StrLen has a several implicit constructors, so it can be silently converted from different string-like types.
The implicit encoding string length with zero termination was a language design mistake. To perform string operations you have to know its length. So each time you will have to calculate it. It may lead to quadratic time algorithms instead of linear time if you are not steady enough. But the most goodless thing is you cannot select a substring from a zero-terminated string: it is not a zero-terminated! So you have to allocate memory and do copy! In CCore we avoid it converting zero-terminated strings into StrLen. So we calculate zero-terminated string length only one time and then use it everywhere.
Range() and Range_const() is a family of Creator functions for the range creation.
template <class T> PtrLen<T> Range(PtrLen<T> a); template <class T,ulen Len> PtrLen<T> Range(T (&buf)[Len]); template <class T> PtrLen<T> Range(T *ptr,ulen len); template <class T> PtrLen<T> Range(T *ptr,T *lim);
And the correspondent const-variants.
template <class T> PtrLen<const T> Range_const(PtrLen<T> a); template <class T,ulen Len> PtrLen<const T> Range_const(T (&buf)[Len]); template <class T> PtrLen<const T> Range_const(T *ptr,ulen len); template <class T> PtrLen<const T> Range_const(T *ptr,T *lim);
You can create a range from a PtrLen, from an array, from a base pointer and length and from a base pointer and a limit pointer. Limit is a pointer to the past-the-end element. It may not refer to an actual object. The advantage of using the function Range() is an implicit type inference. Consider:
int buf[10]; auto r=Range(buf); PtrLen<int> r1(buf,10);
Finally, there exists two generic functions Range() and Range_const():
template <class S> auto Range(S &&src); template <class S> auto Range_const(const S &src);
They are applicable to objects of types with the Range Access Interface:
class C { public: // range access T * getPtr(); // called from Range() const T * getPtr() const; // called from Range() with constant argument const T * getPtr_const() const; // called from Range_const() ulen getLen() const; };
CCore defines in its namespace global functions begin() and end(). They are applicable to objects of types with the Range Access Interface and to PtrLen type. So you can use range-based for:
PtrLen<T> r=....; for(auto obj : r ) { .... }
This loop is essentially the same as:
PtrLen<T> r=....; for(; +r ;++r) { .... } // *r instead of obj
Or:
DynArray<T> data; for(auto obj : data ) { .... }
Instead of:
DynArray<T> data; for(auto r=Range(data); +r ;++r) { .... } // *r instead of obj
Sometimes you need to do something more complicated than merely run through a range. In such cases use range loops instead of range-based for:
DynArray<T> data; auto r=Range(data); if( +r ) { .... // handle the first element for(++r; +r ;++r) { .... // do with the rest } } else { .... // empty case }
Mutate...() is a three functions family to cast a pointer or a range to the byte pointer or the byte range.

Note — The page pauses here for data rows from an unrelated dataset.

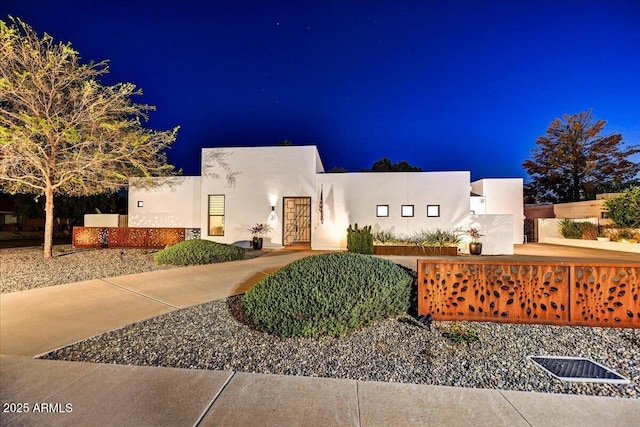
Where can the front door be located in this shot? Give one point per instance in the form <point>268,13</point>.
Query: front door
<point>297,220</point>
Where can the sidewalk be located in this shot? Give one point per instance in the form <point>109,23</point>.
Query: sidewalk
<point>40,320</point>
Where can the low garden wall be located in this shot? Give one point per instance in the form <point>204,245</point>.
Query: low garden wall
<point>125,237</point>
<point>549,233</point>
<point>415,250</point>
<point>603,294</point>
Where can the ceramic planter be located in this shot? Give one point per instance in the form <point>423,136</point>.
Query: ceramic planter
<point>475,248</point>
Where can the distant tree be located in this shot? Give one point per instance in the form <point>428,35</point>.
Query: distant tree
<point>573,162</point>
<point>385,165</point>
<point>625,209</point>
<point>61,131</point>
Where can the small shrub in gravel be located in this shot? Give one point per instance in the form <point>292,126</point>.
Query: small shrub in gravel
<point>198,251</point>
<point>328,294</point>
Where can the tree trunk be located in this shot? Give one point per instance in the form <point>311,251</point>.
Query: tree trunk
<point>48,223</point>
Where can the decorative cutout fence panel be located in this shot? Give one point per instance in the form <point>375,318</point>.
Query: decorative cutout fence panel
<point>524,292</point>
<point>606,295</point>
<point>123,237</point>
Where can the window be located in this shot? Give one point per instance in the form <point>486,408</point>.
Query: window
<point>382,210</point>
<point>216,215</point>
<point>433,210</point>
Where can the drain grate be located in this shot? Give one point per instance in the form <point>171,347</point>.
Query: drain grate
<point>578,369</point>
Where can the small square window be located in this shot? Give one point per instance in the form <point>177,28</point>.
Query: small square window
<point>382,210</point>
<point>407,210</point>
<point>433,210</point>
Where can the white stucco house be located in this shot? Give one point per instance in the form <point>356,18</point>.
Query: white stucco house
<point>287,188</point>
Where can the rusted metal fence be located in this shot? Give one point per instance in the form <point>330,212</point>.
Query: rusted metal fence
<point>562,293</point>
<point>124,237</point>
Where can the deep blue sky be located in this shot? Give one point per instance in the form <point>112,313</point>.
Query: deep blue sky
<point>445,85</point>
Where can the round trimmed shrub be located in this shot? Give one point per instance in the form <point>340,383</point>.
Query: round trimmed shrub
<point>198,251</point>
<point>328,294</point>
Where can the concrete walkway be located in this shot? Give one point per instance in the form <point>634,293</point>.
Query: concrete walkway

template <class T> T * MutatePtr(void *ptr); template <class T> T * MutatePtr(const void *ptr); template <class T,class S> PtrLen<T> Mutate(PtrLen<S> a);
The destined type T must be (const) char or unsigned char. Mutate() creates a PtrLen over all bytes, occupied by elements of the source range. C++ standard allows aliasing of objects with these types. Mutate...() should be used with caution in special cases for the sake of performance or to do some low-level processing.